Don Austin, assistant director of community service in OSEMA, coordinates all of the Service Saturdays with a small leadership team. He said this particular one follows MLK day, which is when everyone has had a chance to reflect on what King’s dream was really about, what it meant for many different people and how service fits into that.
“We make sure we do a reflection [at the end of the event] to talk to folks about why is this important, how is service to the community important as a college student, as a community member, to see themselves as a community member,” he said.
Sophomore Sharon Mejia said the MLK Service Saturday was really aimed at giving back to the community in the same way that Martin Luther King Jr. did.
The college partnered with 11 organizations including The Salvation Army, Family Reading Partnership, Rescue Mission of Ithaca and Cayuga Ridge. At each of these locations, students gave a helping hand, whether it was through serving food or simply socializing with others.
Senior Emily Massaro, also a student leadership consultant, said this particular MLK–themed program that was put together by OSEMA had a much larger turnout than all of the other Service Saturday events. She said it depends on the time of the year and the type of work the office can offer. However, typically they only offer about three different locations. She said the larger turnout could have been due to more awareness about this Service Saturday because of its connection to Martin Luther King Jr.

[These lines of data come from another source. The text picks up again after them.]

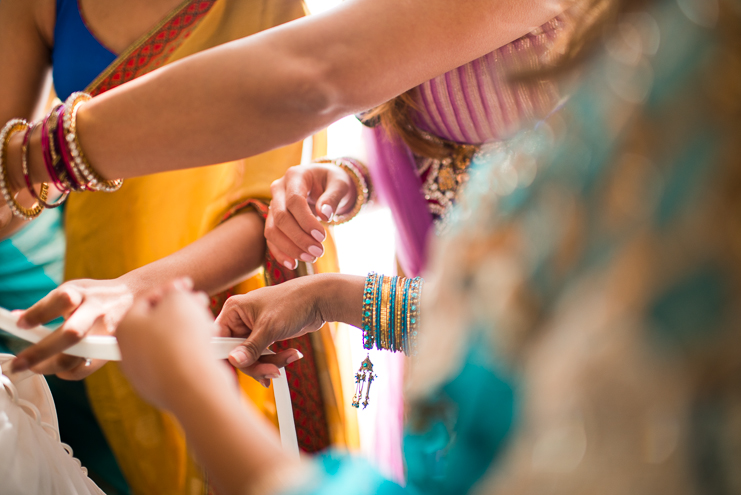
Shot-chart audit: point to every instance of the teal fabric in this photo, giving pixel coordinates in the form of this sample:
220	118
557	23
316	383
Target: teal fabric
451	438
31	265
32	261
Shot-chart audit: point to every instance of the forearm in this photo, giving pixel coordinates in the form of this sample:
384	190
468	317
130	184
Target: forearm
236	446
217	261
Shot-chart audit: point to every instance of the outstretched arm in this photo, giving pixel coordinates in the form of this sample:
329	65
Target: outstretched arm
281	85
164	346
215	262
25	36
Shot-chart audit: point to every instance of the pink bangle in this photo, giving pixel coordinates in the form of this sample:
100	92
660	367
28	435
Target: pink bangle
46	152
49	168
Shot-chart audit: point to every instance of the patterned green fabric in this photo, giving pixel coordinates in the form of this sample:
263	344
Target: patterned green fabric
31	266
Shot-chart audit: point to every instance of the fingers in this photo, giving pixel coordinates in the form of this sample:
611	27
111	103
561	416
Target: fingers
291	228
338	194
286	232
60	302
268	366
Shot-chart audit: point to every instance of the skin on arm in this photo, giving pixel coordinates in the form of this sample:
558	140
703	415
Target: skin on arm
283	84
217	261
164	345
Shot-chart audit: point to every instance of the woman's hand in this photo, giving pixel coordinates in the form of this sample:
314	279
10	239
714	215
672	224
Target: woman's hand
285	311
304	193
89	307
164	340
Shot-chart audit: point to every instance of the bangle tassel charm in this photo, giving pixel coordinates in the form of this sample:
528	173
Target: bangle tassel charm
363	377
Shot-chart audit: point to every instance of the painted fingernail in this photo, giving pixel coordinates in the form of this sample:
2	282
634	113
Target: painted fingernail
184	283
18	365
239	357
327	211
318	235
294	358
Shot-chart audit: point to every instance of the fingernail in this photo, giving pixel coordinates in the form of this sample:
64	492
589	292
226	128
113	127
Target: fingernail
318	235
18	365
294	358
184	283
239	357
327	211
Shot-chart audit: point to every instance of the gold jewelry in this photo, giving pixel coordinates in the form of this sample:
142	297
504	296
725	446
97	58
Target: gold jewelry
399	310
12	127
385	293
81	167
359	175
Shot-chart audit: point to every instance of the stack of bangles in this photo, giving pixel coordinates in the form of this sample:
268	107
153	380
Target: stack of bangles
65	162
360	177
391	313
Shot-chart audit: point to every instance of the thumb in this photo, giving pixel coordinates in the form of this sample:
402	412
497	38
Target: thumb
338	192
249	351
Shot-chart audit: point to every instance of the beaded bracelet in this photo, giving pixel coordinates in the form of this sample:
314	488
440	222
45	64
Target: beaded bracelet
390	320
12	127
368	296
48	151
92	180
361	179
66	172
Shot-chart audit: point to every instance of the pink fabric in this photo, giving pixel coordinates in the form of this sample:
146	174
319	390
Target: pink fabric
472	104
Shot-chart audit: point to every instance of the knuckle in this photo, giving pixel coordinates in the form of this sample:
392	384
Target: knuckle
280	217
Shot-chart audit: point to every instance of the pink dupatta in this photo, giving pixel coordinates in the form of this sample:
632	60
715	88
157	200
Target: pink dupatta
472	104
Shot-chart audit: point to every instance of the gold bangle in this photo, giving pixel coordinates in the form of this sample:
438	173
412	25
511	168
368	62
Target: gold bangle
12	127
81	167
399	310
385	293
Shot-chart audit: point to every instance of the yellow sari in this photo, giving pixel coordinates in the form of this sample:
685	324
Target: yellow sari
152	217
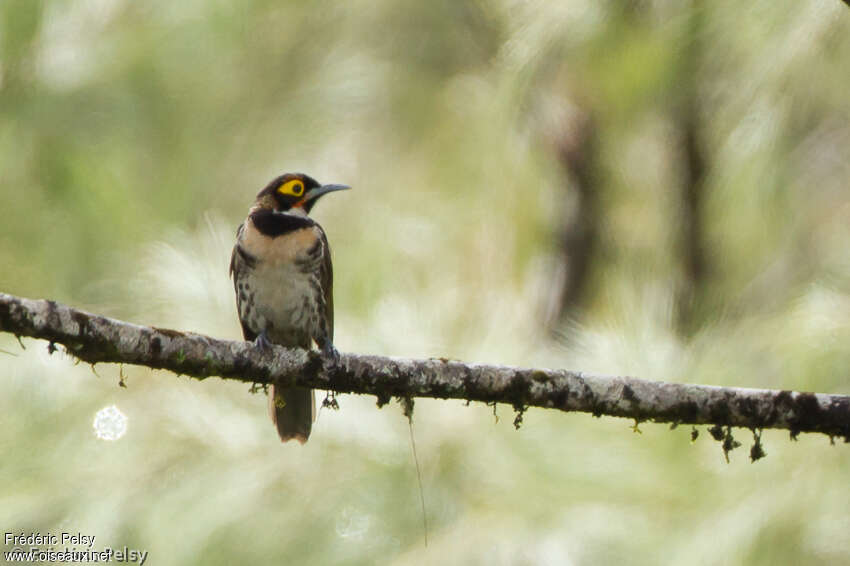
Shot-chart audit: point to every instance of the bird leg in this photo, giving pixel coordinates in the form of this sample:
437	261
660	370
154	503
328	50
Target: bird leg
262	341
330	355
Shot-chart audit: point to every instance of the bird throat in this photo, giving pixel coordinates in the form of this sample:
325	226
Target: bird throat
274	224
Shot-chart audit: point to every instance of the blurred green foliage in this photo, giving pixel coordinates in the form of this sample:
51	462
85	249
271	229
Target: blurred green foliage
134	135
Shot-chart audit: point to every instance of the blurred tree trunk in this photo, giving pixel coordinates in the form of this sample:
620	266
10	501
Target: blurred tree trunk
691	291
576	146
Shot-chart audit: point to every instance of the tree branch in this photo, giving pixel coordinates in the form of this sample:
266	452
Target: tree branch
93	338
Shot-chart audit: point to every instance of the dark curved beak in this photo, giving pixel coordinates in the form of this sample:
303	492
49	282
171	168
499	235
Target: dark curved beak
313	194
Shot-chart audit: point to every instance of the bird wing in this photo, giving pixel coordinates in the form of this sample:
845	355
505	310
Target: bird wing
326	278
240	263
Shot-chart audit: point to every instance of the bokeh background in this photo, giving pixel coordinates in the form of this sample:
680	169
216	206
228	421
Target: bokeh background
652	188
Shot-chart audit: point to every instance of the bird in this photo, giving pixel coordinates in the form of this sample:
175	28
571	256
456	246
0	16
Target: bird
283	279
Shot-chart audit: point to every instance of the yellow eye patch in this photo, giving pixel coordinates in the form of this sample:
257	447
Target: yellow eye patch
294	188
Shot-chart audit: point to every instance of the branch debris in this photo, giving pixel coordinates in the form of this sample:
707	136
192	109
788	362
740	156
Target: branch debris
95	339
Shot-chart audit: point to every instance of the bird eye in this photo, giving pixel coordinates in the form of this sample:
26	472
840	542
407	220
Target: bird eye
294	188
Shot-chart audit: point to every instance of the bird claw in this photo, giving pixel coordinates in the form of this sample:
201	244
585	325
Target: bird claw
262	341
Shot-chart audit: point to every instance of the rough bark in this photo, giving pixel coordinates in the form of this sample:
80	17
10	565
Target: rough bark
93	338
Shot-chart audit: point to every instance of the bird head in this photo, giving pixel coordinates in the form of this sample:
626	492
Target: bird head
294	191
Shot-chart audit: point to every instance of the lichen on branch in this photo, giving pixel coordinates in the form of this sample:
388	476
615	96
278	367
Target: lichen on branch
94	339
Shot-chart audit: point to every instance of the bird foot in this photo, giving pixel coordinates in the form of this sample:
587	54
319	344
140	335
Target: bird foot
262	341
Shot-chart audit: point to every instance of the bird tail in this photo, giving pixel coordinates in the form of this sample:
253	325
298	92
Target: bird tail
293	410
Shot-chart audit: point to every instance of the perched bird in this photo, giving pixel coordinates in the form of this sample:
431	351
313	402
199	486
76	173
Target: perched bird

Massaro said the student volunteers used the ideals of Martin Luther King Jr. to further their service in town.
“In remembering Dr. Martin Luther King and his mission, we kind of serve the Ithaca community today,” she said.
Massaro chose to help out at Rescue Mission, which is an organization that provides different services for the homeless population in Ithaca, from giving them a warm place to stay during the day to providing them with some meals and housing on a more long-term basis. She said she, along with the other students that went to that location, helped with maintenance in the building and organized some of the rooms.

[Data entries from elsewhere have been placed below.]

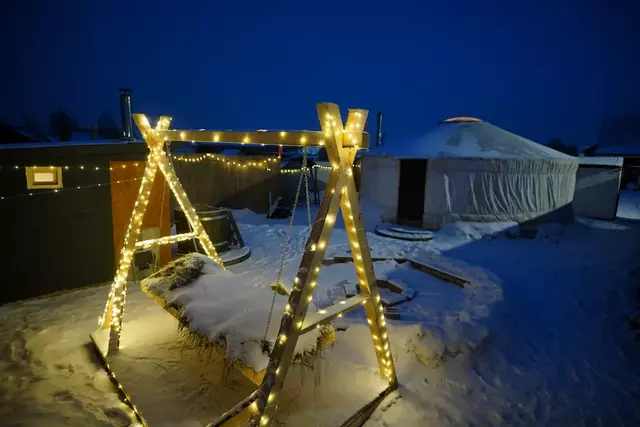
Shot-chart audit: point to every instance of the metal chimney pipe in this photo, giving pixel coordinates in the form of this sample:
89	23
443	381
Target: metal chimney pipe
125	113
379	130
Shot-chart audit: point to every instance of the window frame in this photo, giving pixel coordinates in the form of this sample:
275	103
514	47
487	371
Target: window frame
32	184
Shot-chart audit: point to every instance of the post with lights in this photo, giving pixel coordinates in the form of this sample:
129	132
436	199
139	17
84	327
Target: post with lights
342	141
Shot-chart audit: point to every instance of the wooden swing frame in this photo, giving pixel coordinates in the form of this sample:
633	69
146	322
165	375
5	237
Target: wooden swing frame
341	142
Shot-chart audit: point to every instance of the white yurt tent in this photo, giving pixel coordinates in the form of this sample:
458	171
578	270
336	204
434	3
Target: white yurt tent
466	169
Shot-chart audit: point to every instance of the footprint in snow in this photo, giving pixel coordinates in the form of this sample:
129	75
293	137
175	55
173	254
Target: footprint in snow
118	415
63	396
65	368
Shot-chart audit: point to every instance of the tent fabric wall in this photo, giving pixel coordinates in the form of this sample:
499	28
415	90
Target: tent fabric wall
597	190
380	184
488	190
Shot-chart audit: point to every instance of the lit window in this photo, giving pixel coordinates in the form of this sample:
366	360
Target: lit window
43	177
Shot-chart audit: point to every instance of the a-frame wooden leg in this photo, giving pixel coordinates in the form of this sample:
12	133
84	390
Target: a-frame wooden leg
114	311
339	192
157	160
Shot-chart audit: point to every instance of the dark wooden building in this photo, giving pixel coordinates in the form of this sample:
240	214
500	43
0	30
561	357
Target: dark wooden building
63	210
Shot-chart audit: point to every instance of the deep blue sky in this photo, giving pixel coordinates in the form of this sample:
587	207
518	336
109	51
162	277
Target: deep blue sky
541	68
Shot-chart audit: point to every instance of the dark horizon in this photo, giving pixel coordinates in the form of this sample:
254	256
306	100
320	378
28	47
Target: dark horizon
540	71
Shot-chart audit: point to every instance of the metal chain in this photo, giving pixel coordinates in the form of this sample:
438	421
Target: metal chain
307	171
285	246
194	239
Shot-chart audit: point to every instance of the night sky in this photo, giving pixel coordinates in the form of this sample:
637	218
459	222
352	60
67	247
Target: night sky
541	69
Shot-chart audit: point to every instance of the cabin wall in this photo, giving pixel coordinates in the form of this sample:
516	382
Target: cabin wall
125	176
55	241
58	241
597	189
211	182
380	184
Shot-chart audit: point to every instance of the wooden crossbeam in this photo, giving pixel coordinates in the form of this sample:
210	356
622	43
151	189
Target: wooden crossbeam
144	244
313	320
355	138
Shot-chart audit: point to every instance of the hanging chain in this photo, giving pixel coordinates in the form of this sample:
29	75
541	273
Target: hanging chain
307	172
164	190
194	239
285	246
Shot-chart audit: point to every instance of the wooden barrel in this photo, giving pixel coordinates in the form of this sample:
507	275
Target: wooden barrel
215	222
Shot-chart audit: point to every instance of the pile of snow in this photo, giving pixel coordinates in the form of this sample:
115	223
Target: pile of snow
539	337
220	305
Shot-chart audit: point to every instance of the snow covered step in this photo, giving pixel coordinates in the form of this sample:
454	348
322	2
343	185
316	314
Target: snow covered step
144	244
328	314
389	298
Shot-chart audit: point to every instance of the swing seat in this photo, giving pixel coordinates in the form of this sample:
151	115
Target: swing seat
217	310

Freshman Melissa Potter, one of the students who attended the Family Reading Partnership, said at this particular location, volunteers were stacking bookmarks that all had different ways parents could say “I love you” to their kids to remind them how much they are loved.

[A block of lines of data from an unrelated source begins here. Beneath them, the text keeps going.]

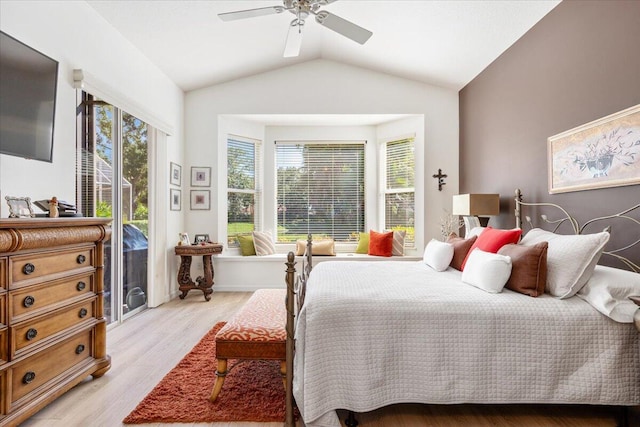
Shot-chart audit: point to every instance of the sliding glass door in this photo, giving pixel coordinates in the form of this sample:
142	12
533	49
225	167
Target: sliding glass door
114	183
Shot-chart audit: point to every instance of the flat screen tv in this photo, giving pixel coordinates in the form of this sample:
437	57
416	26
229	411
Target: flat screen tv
28	81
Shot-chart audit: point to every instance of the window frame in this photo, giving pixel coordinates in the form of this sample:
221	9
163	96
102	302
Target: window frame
383	168
257	191
361	145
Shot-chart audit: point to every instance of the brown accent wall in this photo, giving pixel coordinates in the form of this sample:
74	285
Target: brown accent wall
581	62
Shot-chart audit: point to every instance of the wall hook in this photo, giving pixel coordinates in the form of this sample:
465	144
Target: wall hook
440	177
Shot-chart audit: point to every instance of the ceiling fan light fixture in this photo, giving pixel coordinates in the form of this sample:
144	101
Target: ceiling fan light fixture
294	39
302	9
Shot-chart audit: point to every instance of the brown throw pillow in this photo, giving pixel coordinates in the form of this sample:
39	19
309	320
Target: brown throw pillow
528	268
460	249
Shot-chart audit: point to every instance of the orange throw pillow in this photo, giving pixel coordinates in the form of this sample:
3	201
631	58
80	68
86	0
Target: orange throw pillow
492	239
380	244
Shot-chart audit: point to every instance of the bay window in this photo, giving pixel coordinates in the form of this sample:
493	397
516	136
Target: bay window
320	190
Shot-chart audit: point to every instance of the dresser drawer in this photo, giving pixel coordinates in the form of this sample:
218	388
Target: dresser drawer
30	267
3	273
35	371
4	316
4	345
27	334
32	300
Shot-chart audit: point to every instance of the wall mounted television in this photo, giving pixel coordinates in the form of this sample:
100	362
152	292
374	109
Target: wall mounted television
28	82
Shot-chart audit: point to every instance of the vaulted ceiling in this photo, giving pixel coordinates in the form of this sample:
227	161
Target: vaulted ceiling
446	43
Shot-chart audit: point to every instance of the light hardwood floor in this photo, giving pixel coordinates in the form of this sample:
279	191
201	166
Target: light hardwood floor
150	344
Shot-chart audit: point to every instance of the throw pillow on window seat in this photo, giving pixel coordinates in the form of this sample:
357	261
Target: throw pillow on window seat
398	242
363	244
380	244
263	243
318	247
246	245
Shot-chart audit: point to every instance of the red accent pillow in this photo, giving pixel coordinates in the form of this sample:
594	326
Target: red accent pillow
492	239
380	244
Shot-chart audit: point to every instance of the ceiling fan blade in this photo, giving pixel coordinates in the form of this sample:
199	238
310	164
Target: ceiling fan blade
294	39
250	13
342	26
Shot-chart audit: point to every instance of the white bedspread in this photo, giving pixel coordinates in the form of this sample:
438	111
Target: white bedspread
371	334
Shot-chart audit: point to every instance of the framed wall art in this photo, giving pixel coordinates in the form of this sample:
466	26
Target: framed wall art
175	171
175	199
603	153
200	176
200	200
201	238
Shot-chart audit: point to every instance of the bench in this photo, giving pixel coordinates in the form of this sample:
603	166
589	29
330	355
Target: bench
256	331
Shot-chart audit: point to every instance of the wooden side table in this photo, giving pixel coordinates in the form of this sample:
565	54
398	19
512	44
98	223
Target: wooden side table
203	283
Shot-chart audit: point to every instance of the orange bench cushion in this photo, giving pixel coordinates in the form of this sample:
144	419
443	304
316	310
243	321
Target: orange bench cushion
257	330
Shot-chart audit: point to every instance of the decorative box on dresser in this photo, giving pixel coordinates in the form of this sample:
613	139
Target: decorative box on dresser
52	326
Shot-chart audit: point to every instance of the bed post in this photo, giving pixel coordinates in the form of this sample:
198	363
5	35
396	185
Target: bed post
290	328
518	208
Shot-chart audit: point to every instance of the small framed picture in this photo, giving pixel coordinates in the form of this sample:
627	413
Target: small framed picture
200	176
184	239
19	207
175	171
201	238
200	200
175	199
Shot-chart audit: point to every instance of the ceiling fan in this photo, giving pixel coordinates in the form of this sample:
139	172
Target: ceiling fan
302	9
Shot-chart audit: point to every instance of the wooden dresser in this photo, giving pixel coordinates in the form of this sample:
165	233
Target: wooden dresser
52	327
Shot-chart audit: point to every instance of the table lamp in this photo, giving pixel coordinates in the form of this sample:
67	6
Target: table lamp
476	209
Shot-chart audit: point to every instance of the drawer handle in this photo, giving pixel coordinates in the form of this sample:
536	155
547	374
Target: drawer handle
31	334
28	268
28	377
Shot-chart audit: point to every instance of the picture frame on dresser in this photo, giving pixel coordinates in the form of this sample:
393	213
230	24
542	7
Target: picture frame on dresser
20	207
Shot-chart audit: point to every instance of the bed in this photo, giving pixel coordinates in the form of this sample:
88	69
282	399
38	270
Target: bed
372	334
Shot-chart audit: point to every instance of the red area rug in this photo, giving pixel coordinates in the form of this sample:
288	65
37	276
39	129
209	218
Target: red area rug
252	391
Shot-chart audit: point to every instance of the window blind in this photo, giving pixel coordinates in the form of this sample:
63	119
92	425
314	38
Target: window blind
320	190
400	187
243	187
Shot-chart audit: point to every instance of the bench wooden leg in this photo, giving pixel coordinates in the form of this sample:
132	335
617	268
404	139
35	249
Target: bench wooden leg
221	372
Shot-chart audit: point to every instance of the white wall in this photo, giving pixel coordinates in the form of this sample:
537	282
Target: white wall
72	33
323	87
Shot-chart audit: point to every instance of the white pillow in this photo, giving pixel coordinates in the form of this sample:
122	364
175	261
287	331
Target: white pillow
608	291
263	243
438	255
570	259
487	271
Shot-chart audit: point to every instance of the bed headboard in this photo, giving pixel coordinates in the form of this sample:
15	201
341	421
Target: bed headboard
557	216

Potter said participating in Service Saturday is a better means of using one’s time than doing typical weekend activities.
“I didn’t do it to get something out of it,” Potter said. “I kind of just did it because I felt like it was a good cause, and it seemed like something that would be nice to do.”
Freshman Mara Erb, one of the students that attended Cayuga Ridge to spend time with the elderly who reside there, said she wanted to help at a location that involved interacting with other people.
“I really do enjoy service Saturdays,” Erb said. “I especially wanted to do this one because I love the Ithaca celebration of MLK Day. I went to a lot of the activities on Monday and really enjoyed learning about social justice.”
Austin said he hopes this particular event encouraged and gave them inspiration to join a club that has a service mission, to go on an alternative spring break trip or to get involved in a social movement or activist organization in the local community.
“My hope is that it’s a catalyst, that this will be their first step and they’ll take it a step further,” Austin said.
At the end of the day, during the reflection ceremony, each group elected one person to receive the MLK “NOW” Award, which goes to a person who has displayed an exemplary level of teamwork, a positive attitude and commitment to social justice during the event. The recipients of this award included freshmen Kiaira Anglero, Christopher Biehn, Katie Crewdson, Tate Dremstedt, Elena Haskins and Angela Pradhan, and sophomores Ashley Ahl, Julie Erickson, Kelli Kyle and Hayley Warren.
Mejia also received the award and said it showed her that service is an experience that she has always loved and that it felt really good giving to the people who really needed it.
“Martin Luther King Jr. gave back, and I wanted to follow his example and help inspire others,” she said.